No blog “Arrastão”, sob o título “Orgulhosamente sós”, escreveu Daniel Oliveira:
“Com todos as restantes tendências a defender a filiação da CGTP na Confederação Sindical Internacional, a maior central sindical do Mundo, o PCP impôs à Intersindical o isolamento. Depois de durante anos ter enfiado a CGTP numa organização internacional dominada pelos sindicatos do Leste da Europa, que nunca fizeram uma greve ou um combate político pelos seus trabalhadores (a Federação Sindical Mundial, que hoje agrupa sindicatos da Síria, Cuba, Coreia do Norte, Vietname ou Bielorrússia), o PCP continua a não aceitar a mudança dos tempos e a manter a CGTP refém da sua cegueira. 112 delegados votaram a favor da integração na CSI, mas a disciplina de voto entre os militantes do PCP falou mais alto.”
Todavia, como é do conhecimento público e esclareceu ao DN José Ernesto Cartaxo, dirigente da CGTP:
“Há uma preocupação que esteve sempre na nossa opção de não filiação que é a de salvaguardar a unidade do movimento sindical português. Isto é muito importante. Em tempos a FSM (que perdeu muita influência com o fim do bloco de leste) tinha uma força muito maior e havia todas as condições para nos filiarmos nela mas existia quem não estivesse de acordo. Para respeitarmos as várias sensibilidades, não nos filiámos em nenhuma.
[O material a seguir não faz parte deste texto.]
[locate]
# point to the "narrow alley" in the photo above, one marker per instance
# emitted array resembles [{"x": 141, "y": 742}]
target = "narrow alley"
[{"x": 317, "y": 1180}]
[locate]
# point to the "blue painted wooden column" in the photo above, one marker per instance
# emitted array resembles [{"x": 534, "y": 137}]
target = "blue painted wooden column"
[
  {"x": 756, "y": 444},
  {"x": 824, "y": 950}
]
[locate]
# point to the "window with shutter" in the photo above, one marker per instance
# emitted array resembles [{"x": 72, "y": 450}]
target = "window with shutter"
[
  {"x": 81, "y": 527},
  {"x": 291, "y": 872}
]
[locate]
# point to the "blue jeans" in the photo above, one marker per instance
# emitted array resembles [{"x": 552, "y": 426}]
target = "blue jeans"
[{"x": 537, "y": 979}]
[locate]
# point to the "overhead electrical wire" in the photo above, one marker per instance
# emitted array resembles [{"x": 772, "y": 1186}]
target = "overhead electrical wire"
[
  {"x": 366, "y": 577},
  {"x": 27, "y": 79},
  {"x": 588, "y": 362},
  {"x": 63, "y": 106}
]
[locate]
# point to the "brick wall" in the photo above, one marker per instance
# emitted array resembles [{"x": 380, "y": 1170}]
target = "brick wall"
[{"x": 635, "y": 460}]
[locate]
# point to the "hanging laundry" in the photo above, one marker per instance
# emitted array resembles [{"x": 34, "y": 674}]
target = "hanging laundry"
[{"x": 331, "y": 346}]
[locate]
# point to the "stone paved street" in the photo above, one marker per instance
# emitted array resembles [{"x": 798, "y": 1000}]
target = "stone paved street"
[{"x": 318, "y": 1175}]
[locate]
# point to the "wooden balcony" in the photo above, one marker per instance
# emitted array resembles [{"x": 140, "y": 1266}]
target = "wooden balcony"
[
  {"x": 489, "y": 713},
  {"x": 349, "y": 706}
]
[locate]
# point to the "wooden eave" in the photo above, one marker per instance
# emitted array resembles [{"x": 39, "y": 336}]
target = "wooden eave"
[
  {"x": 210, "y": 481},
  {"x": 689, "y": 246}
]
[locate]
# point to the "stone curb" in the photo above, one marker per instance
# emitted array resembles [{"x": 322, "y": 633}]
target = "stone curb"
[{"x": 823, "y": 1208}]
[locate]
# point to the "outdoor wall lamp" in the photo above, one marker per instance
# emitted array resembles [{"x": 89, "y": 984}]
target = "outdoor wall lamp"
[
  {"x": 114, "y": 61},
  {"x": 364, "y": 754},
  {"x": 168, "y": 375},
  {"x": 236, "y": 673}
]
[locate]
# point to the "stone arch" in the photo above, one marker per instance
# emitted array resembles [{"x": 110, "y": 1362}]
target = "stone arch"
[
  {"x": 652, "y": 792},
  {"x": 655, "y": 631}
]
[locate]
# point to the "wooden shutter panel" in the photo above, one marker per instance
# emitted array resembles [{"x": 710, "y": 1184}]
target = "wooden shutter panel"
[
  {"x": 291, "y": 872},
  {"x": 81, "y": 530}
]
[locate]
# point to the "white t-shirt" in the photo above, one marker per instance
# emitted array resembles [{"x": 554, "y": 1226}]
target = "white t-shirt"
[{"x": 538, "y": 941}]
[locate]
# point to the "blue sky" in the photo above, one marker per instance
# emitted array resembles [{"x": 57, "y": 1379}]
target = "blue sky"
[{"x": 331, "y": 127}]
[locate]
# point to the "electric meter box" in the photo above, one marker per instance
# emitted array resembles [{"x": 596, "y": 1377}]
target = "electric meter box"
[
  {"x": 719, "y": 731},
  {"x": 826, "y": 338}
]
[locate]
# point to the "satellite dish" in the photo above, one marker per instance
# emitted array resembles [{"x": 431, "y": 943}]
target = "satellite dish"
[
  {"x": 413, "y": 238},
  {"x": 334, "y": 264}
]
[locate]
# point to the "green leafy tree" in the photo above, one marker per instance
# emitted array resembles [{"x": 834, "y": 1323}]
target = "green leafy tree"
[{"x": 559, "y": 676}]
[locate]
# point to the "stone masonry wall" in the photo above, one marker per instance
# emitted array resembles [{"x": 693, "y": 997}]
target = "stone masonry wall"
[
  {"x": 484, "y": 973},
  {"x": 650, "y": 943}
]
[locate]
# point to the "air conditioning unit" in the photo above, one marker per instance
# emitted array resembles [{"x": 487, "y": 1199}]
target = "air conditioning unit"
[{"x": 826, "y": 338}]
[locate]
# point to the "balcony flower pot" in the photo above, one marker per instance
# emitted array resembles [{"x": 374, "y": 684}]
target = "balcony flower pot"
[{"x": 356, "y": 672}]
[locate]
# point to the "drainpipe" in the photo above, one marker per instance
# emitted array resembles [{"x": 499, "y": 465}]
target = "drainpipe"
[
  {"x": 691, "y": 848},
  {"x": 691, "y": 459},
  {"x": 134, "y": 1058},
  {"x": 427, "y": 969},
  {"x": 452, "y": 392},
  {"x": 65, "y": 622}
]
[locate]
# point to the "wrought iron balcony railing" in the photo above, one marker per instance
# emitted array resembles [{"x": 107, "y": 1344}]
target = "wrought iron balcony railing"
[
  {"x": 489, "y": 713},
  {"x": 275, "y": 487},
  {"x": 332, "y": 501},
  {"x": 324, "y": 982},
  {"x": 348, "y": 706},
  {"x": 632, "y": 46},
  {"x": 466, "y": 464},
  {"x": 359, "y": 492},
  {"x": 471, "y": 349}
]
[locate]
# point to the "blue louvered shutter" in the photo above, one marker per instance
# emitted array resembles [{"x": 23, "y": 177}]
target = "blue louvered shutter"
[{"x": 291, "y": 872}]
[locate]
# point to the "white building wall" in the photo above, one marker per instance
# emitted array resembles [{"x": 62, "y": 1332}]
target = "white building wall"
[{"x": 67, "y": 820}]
É isso que continuamos a defender.
E os números falam por si:
A filiação na Confederação Sindical Internacional foi realmente defendida por 112 delegados, cerca de 13% dos delegados ao Congresso da CGTP.
Tal como os factos:
A FSM (aqui) além dos sindicatos dos países referidos no “Arrastão” agrupa também sindicatos de muitos outros países como, por exemplo, Espanha, França Suiça, Itália, Grécia, Chipre, Índia, Peru, Austrália, Venezuela, Brasil Colômbia, etc., que DO se esqueceu de citar.